Excluded previous therapies and medications: • Prior treatment with PI3K inhibitors. • Treatment with investigational drugs other than PI3K inhibitors within 28 days prior to treatment start. • Ongoing immunosuppressive therapy. • Radiotherapy within 4 weeks prior to treatment start. • Myeloid growth factors within 14 days prior to treatment start. • Blood or platelet transfusion within 14 days prior to treatment start. • Systemic corticosteroid therapy (ongoing). Previous corticosteroids therapy must be stopped within 7 days prior to first study drug administration. Patients may be using topical or inhaled corticosteroids. • History of having received an allogeneic bone marrow or organ transplant • Major surgical procedure, or significant traumatic injury within 28 days before start of study medication; open biopsy within 7 days before start of study medication. • Cardiac arrhythmias requiring anti-arrhythmic therapy (beta blockers or digoxin are permitted). • Use of strong inhibitors of CYP3A4 is prohibited from Day -14 and for the duration of the study • Use of inducers of CYP3A4 is prohibited from Day -14 of Cycle 1 and for the duration of the study.

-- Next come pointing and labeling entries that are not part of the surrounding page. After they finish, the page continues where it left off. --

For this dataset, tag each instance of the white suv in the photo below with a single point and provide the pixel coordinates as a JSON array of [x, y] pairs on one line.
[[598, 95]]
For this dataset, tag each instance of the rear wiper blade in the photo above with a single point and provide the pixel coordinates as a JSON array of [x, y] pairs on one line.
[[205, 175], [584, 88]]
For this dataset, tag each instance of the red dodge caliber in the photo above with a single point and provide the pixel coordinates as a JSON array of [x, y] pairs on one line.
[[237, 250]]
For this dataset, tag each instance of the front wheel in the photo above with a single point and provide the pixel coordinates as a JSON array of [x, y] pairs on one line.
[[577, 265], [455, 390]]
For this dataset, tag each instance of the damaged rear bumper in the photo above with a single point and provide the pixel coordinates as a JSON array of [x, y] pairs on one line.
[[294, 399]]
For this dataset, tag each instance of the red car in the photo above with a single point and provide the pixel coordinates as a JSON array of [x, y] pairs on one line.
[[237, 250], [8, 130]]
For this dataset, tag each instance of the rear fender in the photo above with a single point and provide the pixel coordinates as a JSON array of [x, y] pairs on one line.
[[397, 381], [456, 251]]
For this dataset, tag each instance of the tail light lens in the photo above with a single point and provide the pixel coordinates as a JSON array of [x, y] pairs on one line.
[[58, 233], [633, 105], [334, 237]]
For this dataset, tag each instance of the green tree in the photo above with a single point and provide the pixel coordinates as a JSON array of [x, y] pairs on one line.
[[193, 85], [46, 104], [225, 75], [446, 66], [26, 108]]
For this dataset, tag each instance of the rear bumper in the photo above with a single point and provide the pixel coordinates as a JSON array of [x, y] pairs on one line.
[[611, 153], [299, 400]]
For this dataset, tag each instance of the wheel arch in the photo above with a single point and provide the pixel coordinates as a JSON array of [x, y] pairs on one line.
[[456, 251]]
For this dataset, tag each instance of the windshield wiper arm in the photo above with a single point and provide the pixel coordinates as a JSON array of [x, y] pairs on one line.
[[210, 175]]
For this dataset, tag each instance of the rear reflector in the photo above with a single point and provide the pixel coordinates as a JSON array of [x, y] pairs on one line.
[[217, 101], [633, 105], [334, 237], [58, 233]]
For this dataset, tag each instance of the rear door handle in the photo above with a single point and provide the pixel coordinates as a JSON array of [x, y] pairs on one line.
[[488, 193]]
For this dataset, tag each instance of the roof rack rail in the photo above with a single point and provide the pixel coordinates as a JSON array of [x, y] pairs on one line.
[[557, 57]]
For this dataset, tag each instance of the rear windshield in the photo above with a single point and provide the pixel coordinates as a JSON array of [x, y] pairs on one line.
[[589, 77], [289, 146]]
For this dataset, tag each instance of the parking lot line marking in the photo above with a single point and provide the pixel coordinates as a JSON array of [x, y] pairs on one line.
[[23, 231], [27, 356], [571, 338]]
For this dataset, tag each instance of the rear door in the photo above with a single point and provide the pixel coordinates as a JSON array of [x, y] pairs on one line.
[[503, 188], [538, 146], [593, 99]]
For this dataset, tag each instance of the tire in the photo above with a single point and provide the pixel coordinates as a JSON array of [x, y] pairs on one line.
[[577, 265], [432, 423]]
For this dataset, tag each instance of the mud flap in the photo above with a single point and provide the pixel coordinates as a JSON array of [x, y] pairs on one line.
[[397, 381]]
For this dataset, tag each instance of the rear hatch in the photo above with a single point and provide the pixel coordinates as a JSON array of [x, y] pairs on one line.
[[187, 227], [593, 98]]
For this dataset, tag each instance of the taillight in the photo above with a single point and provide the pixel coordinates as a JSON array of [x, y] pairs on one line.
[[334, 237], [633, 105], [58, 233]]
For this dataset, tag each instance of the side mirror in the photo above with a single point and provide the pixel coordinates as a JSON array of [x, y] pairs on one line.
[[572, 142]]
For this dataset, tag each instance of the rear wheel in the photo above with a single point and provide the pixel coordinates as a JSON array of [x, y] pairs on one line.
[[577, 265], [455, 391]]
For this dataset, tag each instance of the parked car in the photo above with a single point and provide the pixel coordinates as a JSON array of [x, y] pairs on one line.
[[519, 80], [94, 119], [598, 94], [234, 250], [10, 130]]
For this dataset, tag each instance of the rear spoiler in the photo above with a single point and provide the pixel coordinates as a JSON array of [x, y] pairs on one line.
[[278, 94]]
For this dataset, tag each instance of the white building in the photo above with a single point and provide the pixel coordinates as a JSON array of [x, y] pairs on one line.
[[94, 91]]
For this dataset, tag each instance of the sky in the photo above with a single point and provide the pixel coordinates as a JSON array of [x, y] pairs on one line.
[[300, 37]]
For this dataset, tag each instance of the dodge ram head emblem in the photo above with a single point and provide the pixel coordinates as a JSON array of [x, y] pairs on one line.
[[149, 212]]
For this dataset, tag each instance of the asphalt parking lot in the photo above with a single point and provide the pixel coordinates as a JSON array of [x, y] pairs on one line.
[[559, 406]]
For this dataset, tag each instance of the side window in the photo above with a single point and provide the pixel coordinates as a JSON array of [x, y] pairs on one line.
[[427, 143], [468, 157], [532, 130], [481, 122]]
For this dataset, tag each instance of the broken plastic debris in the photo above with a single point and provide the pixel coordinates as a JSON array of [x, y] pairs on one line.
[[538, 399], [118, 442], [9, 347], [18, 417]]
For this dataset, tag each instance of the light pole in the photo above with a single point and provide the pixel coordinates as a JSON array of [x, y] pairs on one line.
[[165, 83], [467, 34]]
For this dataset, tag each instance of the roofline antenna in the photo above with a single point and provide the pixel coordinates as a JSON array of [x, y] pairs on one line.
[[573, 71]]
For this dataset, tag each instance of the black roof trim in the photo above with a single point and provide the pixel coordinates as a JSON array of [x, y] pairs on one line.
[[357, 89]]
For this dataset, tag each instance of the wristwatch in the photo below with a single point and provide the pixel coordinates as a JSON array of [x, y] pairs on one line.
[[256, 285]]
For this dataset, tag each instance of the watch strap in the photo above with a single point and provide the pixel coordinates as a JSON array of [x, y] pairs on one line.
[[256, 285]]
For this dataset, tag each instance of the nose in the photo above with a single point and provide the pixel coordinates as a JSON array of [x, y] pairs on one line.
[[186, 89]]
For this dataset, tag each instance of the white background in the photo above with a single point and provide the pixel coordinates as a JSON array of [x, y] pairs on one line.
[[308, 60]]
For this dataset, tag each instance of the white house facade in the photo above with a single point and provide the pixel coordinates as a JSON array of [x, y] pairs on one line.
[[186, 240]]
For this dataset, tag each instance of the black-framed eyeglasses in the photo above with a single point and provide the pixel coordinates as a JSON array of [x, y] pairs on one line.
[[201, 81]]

For study Part B: Excluded medical conditions: • Known lymphomatous involvement of the central nervous system • Histologically confirmed diagnosis of follicular lymphoma grade 3b or transformed disease or chronic lymphocytic leukemia (CLL) • History or concurrent condition of interstitial lung disease or severely impaired pulmonary function (as judged by the investigator) • Previous or concurrent cancer that is distinct in primary site or histology from indolent B-cell NHL within 5 years prior to treatment start EXCEPT for curatively treated cervical cancer in situ, nonmelanoma skin cancer and superficial bladder tumors [Ta (non-invasive tumor), Tis (carcinoma in situ) and T1 (tumor invades lamina propria)]. • Type I or II diabetes mellitus with HbA1c > 8.5% or fasting plasma glucose > 160 mg/dL at screening. • Proteinuria of CTCAE grade 3 or higher (urine protein:creatinine ratio >3.5 on a random urine sample).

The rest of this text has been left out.